The BoE’s latest Quarterly Inflation Report suggests that growth will slow in 2019, and not recover until 2021 assuming a smooth Brexit. The GDP growth forecast has been downgraded for 2019 and 2020, but revised higher for 2021. According to governor Mark Carney, the weaker global economy is a factor as the trade war between the US and China escalated this year.
Uncertainty from Brexit has also played a role as the contraction in domestic business investment is now expected to continue into 2020, before a rebound in 2021. Household spending is assumed to remain subdued, again, in response to Brexit uncertainty.
Due to the lower growth profile, the BoE now expects excess supply to build in the economy over the next year, before reversing and turning into excess demand by 2022 as the economy recovers. The inflation forecast has been nudged higher in each year, but the near-term weakness in growth should mean inflation remains below the 2% inflation target this year, before picking up in the subsequent years.
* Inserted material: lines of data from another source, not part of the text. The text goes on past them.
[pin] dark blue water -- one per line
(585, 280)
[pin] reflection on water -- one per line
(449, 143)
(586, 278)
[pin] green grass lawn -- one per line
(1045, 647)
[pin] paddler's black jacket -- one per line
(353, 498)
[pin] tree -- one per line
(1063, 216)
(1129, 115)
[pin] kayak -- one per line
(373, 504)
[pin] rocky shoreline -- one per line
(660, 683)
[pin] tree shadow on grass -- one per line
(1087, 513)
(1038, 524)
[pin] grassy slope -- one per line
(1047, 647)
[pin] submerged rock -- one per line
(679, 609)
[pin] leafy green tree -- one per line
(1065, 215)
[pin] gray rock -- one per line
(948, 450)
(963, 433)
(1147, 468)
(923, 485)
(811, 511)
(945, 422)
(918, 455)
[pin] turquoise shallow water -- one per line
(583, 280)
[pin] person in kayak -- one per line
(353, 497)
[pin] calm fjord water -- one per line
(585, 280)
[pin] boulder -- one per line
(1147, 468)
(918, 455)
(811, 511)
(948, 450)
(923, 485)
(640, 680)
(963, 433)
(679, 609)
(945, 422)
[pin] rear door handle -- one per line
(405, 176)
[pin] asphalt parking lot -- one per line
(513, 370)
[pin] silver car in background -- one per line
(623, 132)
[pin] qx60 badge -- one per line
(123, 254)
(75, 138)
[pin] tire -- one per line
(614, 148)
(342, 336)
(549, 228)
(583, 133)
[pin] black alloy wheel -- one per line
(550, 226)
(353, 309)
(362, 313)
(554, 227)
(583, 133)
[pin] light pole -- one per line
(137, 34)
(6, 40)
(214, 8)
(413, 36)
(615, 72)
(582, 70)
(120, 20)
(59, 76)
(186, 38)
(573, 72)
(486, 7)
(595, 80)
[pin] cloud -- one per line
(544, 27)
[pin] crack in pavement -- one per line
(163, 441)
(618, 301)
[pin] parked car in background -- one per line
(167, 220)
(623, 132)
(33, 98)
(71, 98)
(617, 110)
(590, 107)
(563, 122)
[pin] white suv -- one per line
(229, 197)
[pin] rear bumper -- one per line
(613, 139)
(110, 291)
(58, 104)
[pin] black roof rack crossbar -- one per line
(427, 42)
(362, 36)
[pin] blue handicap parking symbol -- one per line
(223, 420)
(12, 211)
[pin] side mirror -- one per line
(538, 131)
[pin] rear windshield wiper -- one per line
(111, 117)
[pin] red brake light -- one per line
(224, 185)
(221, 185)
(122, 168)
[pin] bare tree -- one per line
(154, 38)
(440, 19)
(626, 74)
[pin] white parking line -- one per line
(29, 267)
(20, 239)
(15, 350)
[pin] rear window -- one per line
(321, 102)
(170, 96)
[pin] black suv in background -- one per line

In his press conference, Mark Carney did not draw a clear distinction between the Bank’s assumption of an average of all possible scenarios, and the market’s interest rate pricing.
Since the start of the year, markets have steadily lowered the implied path of future interest rates, with the latest showing a greater chance of a cut than a hike. Meanwhile, the BoE has been suggesting that further hikes will be necessary, but has refused to acknowledge the huge elephant in the room – that the risk of a no-deal Brexit is rising, and markets are simply and correctly anticipating it. This has been evident by the recent sharp depreciation in sterling.
The BoE appears to have lost some of its independence if it cannot communicate the true risk of a no-deal Brexit. Of course, Brexit policy is not the business of the Bank, but the potential impact to the economy is. We recognise the Bank is in a difficult position politically, but if the Bank continues to assume the same likelihood of a no-deal Brexit as six months ago, its approach could undermine its credibility.
In contrast, the US Federal Reserve (Fed) has just lowered its main interest rate partly to insure against the growing downside risk from the trade conflict with China. Perhaps the BoE should take a leaf out of the Fed’s book.
Overall, it is clear that the BoE will not be raising interest rates before Brexit. And it will struggle to do so afterwards if first, global growth does not accelerate and second, the UK economy does not rebound materially.